Shares in locomotive and train manufacturing companies also rose, with CSR Corporation shares up by 3.07 percent and China CNR Corporation seeing a 1.80 percent gain.
Analysts said the bullish performance of railway company shares was thanks to the State Council meeting presided over by Premier Li Keqiang late Wednesday, at which it was decided to increase investment in railway construction to 3.3 trillion yuan ($537 billion) from a previous target of 2.8 trillion yuan during the 12th Five-Year Plan (2011-15) period.
"It is a crucial move by the central government to support China's railway development via both financial and political measures," Luo Renjian, chief researcher at the Institute of Comprehensive Transportation of the National Development and Reform Commission (NDRC), told the Global Times Thursday.
The railway industry will see an increase in business opportunities, said Luo.
To ensure financing resources for railway construction, the central government is studying setting up a railway development fund, which will involve both State and private financing.
Private investors will not be involved in railway construction and operation, but will enjoy a stable and reasonable return on investment, according to the statement released after the State Council meeting.
"The fund is a bit like a trust product.
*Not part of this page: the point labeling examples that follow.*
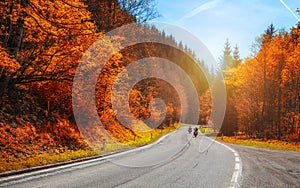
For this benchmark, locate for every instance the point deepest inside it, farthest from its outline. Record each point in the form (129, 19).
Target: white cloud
(201, 8)
(289, 9)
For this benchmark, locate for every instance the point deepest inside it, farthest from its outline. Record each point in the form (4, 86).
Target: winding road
(176, 160)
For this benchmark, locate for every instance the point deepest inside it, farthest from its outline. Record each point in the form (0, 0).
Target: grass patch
(43, 159)
(59, 156)
(270, 144)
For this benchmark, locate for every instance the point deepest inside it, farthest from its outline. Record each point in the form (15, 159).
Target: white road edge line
(19, 178)
(236, 178)
(237, 174)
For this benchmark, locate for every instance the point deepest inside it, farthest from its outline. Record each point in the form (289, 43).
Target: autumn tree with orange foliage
(267, 97)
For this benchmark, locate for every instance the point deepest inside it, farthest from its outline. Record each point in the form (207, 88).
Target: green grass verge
(270, 144)
(46, 158)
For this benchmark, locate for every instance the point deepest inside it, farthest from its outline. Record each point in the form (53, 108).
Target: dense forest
(263, 91)
(42, 43)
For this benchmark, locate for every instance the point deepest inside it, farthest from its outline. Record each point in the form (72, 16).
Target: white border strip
(237, 173)
(236, 178)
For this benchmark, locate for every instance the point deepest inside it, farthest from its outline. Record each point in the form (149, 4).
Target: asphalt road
(179, 160)
(269, 168)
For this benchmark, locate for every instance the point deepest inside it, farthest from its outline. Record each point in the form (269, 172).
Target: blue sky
(241, 21)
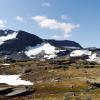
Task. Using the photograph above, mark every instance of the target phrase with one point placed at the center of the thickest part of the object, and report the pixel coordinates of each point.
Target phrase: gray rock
(20, 92)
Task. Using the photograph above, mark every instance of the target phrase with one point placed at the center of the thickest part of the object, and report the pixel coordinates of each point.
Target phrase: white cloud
(65, 17)
(2, 23)
(45, 4)
(19, 18)
(53, 24)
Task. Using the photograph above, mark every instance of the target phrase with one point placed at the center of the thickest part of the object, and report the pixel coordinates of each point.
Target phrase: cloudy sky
(77, 20)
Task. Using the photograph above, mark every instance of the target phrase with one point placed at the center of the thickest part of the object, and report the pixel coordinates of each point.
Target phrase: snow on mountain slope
(94, 58)
(45, 47)
(79, 53)
(7, 37)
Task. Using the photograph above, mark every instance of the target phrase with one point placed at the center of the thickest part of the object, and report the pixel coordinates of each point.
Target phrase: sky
(77, 20)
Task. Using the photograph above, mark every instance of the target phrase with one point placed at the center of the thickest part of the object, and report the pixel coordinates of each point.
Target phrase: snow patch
(5, 64)
(46, 48)
(94, 58)
(8, 37)
(79, 53)
(14, 80)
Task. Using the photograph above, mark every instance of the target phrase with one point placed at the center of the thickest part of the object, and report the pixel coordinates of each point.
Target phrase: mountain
(24, 45)
(64, 44)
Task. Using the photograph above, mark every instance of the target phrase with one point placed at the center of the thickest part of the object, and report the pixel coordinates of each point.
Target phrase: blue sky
(77, 20)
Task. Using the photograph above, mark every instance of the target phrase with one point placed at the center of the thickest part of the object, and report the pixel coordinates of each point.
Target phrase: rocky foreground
(59, 79)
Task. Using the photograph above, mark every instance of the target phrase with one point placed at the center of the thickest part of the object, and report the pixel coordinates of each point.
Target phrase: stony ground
(57, 80)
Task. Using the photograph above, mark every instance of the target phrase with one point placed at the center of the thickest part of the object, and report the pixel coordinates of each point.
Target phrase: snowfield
(13, 80)
(79, 53)
(48, 49)
(94, 58)
(8, 37)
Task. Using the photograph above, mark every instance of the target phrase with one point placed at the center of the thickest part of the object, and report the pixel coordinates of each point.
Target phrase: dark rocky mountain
(14, 43)
(22, 40)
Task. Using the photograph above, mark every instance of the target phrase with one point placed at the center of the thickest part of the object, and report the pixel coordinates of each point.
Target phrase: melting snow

It will ensure returns and will be attractive to investors," Luo noted.
As far back as 2004, the central government began to encourage private capital to invest in railway construction, but private investors were hesitant to enter the area, partly because of "its low return rate," said Luo.
The China Railway Corporation, a new national railway operator and spinoff of the defunct Ministry of Railways, reported a loss of 6.88 billion yuan in the first quarter, with its debt-to-asset ratio reaching 62.31 percent.
The State Council also decided to speed up railway construction in central and western regions of China, as well as intercity railway development.
"It is a wise move," Sun Zhang, a rail expert with Tongji University, told the Global Times Thursday, explaining that relatively poor transportation infrastructure is one of the major obstacles for economic development in western regions of China.
Sun also noted that the investment fund should be allocated toward construction of ordinary intercity railways, rather than high-speed rail, "which sometimes is a waste of money."
The State Council meeting also required more comprehensive development of the land used by railways and railway stations.
Currently most of the railway stations in China only have one or two floors and lack commercial property development, unlike stations in developed countries.
"Comprehensive development could offset capital shortages for railway construction," Luo of the NDRC noted.